Bab 8: Rion dan Kasusnya

409 95 18
                                    

" .... I am from Bali."

"Nice to meet you."

"Nice to meet you too...."

Aika menyangga pipinya menggunakan tangan di atas meja. Di depan sedang ada dua orang siswa yang mempraktikkan percakapan saat berkenalan dalam bahasa Inggris. Namun, Aika sendiri tidak fokus. Padahal, praktik itu bergiliran. Sudah bisa ditebak, kan, siapa partner Aika? Siapa lagi kalau bukan si anak bebek Rion?

Samar-samar, Aika dapat mendengar Rion menggumamkan percakapan yang mereka sudah buat sebelumnya. Bocah itu nampaknya cukup antusias dalam pelajaran ini. Kalau Aika, sih, biasa-biasa saja. Yang penting tidak hah-heh-hoh saat praktik nanti. Lagipula, pengucapan bahasa Inggris Aika juga cukup lancar karena suka film dan musik dari negeri barat.

Pikirannya justru masih tenggelam pada kejadian kurang berkenan minggu lalu dan pengumuman yang ia dapat kemarin siang. Katanya, seleksi pertama calon ketua angkatan akan dilaksanakan di hari Sabtu nanti. Hal ini memberi Aika makin banyak alasan untuk berharap bahwa ia bisa jatuh sakit saja.

Pertama, Aika tidak siap mengikuti hal seperti itu di hari Sabtu nanti. Pasti melelahkan.

Dan kedua..., Aika juga tidak mau melakukan LBSA lagi di hari Jumat. Dia sungguh takut berpapasan kembali dengan bocah Adhinata itu. Sebisa mungkin, Aika ingin menghindarinya karena merasa tidak aman berada di bawah tatapan mengintimidasi sepasang mata kelam milik bocah tersebut.

Aika hanya ingin hidupnya bisa normal dan tidak terlihat selama di sini. Mengapa itu sulit sekali? Mengapa bagian dari masa lalu kelamnya harus muncul bak setan yang menggentayangi?

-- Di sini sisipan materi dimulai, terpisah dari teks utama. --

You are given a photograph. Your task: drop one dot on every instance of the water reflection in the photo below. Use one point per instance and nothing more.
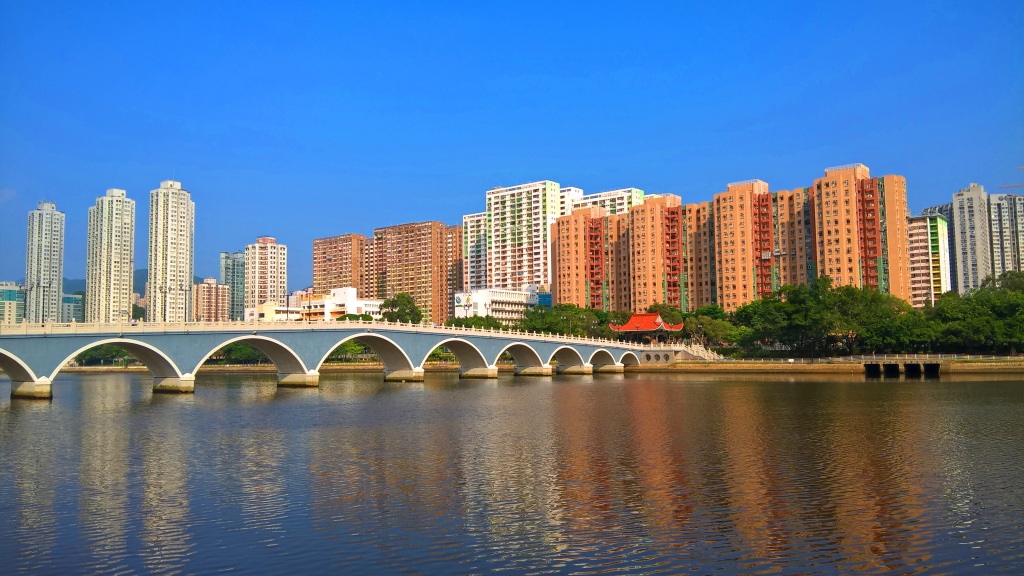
(636, 474)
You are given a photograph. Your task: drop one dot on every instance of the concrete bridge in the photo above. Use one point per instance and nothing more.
(33, 355)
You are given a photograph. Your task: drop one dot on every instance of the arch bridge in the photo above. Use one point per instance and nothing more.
(33, 355)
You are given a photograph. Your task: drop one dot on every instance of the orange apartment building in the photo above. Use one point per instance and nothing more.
(421, 259)
(210, 301)
(793, 254)
(861, 228)
(699, 280)
(656, 247)
(339, 262)
(742, 243)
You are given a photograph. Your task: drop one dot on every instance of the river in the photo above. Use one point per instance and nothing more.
(636, 474)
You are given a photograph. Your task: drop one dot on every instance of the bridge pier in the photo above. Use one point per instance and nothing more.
(488, 372)
(309, 379)
(532, 370)
(576, 369)
(183, 384)
(615, 368)
(38, 389)
(414, 375)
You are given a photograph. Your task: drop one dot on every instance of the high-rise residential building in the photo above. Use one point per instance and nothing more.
(699, 277)
(421, 259)
(566, 197)
(110, 258)
(338, 262)
(580, 259)
(860, 223)
(44, 263)
(1006, 213)
(972, 242)
(266, 273)
(794, 238)
(946, 211)
(211, 301)
(742, 243)
(474, 248)
(172, 235)
(614, 201)
(232, 275)
(655, 240)
(519, 221)
(929, 256)
(11, 302)
(73, 309)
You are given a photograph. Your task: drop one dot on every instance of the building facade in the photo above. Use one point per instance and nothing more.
(11, 302)
(422, 259)
(110, 258)
(339, 261)
(1006, 215)
(613, 201)
(972, 243)
(266, 273)
(508, 306)
(519, 221)
(44, 263)
(929, 256)
(211, 301)
(73, 310)
(232, 275)
(946, 211)
(474, 248)
(171, 258)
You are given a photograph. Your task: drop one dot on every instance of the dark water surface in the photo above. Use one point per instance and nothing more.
(641, 474)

Belum lagi pertanyaan Rion pekan lalu. Tentu saja Aika tidak mampu menjawabnya. Dia kembali memilih untuk kabur. Selain karena merasa bahwa ini bukan urusan siapa-siapa, Aika juga ... belum siap jika sampai seseorang tahu mengenai kebusukannya. Itu mengerikan. Aika belum siap dijauhi dan dipandang sebelah mata seperti Rion. Dia tidak bisa secuek dan sekuat Rion.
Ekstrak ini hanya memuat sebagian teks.